The POA didn't seem to pay any attention whatsoever to the fact that the new "public safety building"  (note that this term is nothing but a polite euphemism - it's a police station and jail, just like it says on its design documents) got approved to be built right next to us.  Here they were worrying about pickers when in fact we're due to have what appears to be substantially more incarceration-related traffic on our flanking arterial, which is West Walker Street.  Does that strike anyone besides me as a little bit odd in terms of priorities??  Who is more likely to be scoping Centerpointe out for nefarious purposes?  Random junk collectors or people who have proven themselves as criminals, plus the associates of such people who will be driving through our area during the process of bailing those people out? 

Maybe upon comprehending the police station / jail issue thoroughly, maybe we would have decided that we are not opposed to it.  But the fact is, we never got the chance to get that information and to have that conversation amongst ourselves.  The "public safety building" doesn't seem to be as jail-intensive as originally planned, but I still haven't found any documentation that reveals HOW MANY jail cells are due to be included in this new building.  I don't even know what the project entails (other than an obvious lack of sidewalk) and it's already underway.  This is not the way things should be.

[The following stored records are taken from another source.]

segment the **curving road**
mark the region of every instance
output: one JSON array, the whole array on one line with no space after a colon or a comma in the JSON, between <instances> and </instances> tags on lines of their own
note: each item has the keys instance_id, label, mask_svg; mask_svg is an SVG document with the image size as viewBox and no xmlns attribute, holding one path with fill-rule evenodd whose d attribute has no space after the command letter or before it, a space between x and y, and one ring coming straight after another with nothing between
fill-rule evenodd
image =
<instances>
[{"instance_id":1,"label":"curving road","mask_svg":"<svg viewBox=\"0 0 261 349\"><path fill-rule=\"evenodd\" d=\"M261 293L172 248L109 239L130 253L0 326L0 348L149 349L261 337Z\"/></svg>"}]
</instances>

And while we're asking such questions, what about that other tract that is not included with this facility now under construction?  What, for instance, if League City with or without the participation of Galveston County, decided to expand the jail facilities in the future to include the other tract?

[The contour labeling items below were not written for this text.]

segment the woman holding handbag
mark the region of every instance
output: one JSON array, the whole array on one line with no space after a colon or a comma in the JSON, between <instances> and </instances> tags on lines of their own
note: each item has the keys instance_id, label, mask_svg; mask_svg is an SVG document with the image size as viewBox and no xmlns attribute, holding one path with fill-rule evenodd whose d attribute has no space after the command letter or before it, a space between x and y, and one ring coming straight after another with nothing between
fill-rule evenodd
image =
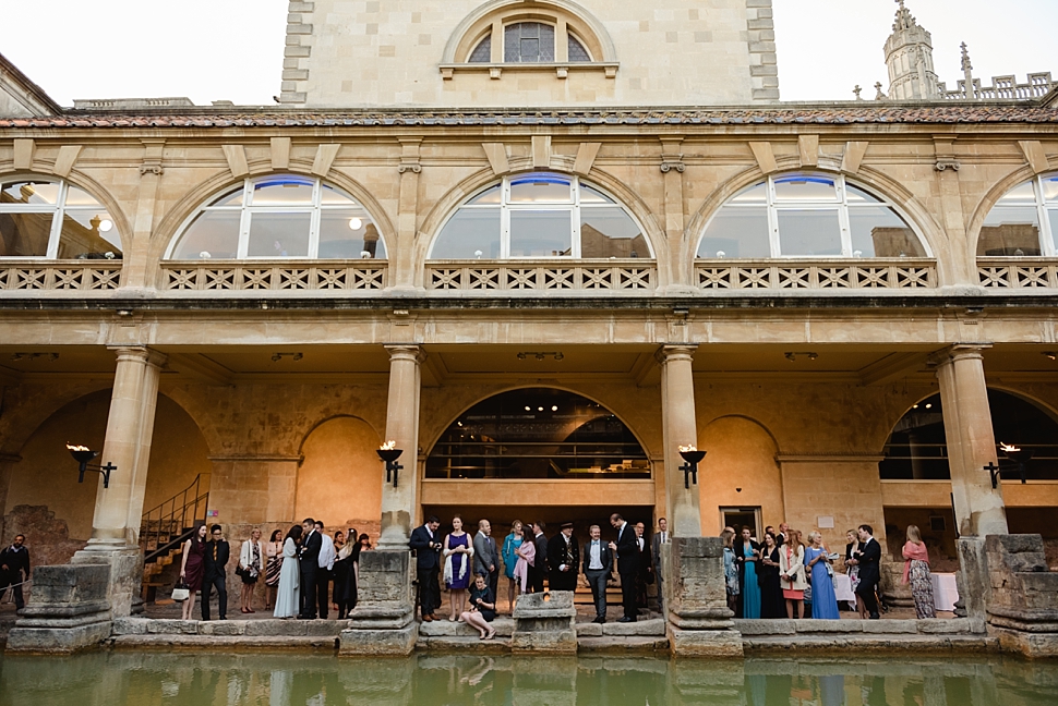
<instances>
[{"instance_id":1,"label":"woman holding handbag","mask_svg":"<svg viewBox=\"0 0 1058 706\"><path fill-rule=\"evenodd\" d=\"M191 620L195 607L195 594L202 591L202 579L206 574L206 525L195 530L194 536L183 543L183 558L180 560L180 583L188 589L188 599L180 606L180 617Z\"/></svg>"}]
</instances>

The "public safety building" will only occupy approximately the left-most half of the total available land.  What will be built on the other half?  When will Centerpointers find out about that, and by what method?  Will there be time and opportunity for us to evaluate the impacts on us?
I think that we ought to be able to communicate efficiently with Oaks of Clear Creek as well as our other surrounding neighborhoods (Wilshire Place and Patton) on some of these issues as well.  Does Oaks of Clear Creek realize that they're scheduled to have a large blinking radio tower built just off the north side of their subdivision?  I sent them a feeler, but only to their POA, and I don't know if they have a resident networking mechanism of any kind in place.

Your comments are always welcome.  Even if I don't manage to respond right away, I'm always reading them and taking them into consideration, whether they are private emails or blog comments.  Thanks for your input.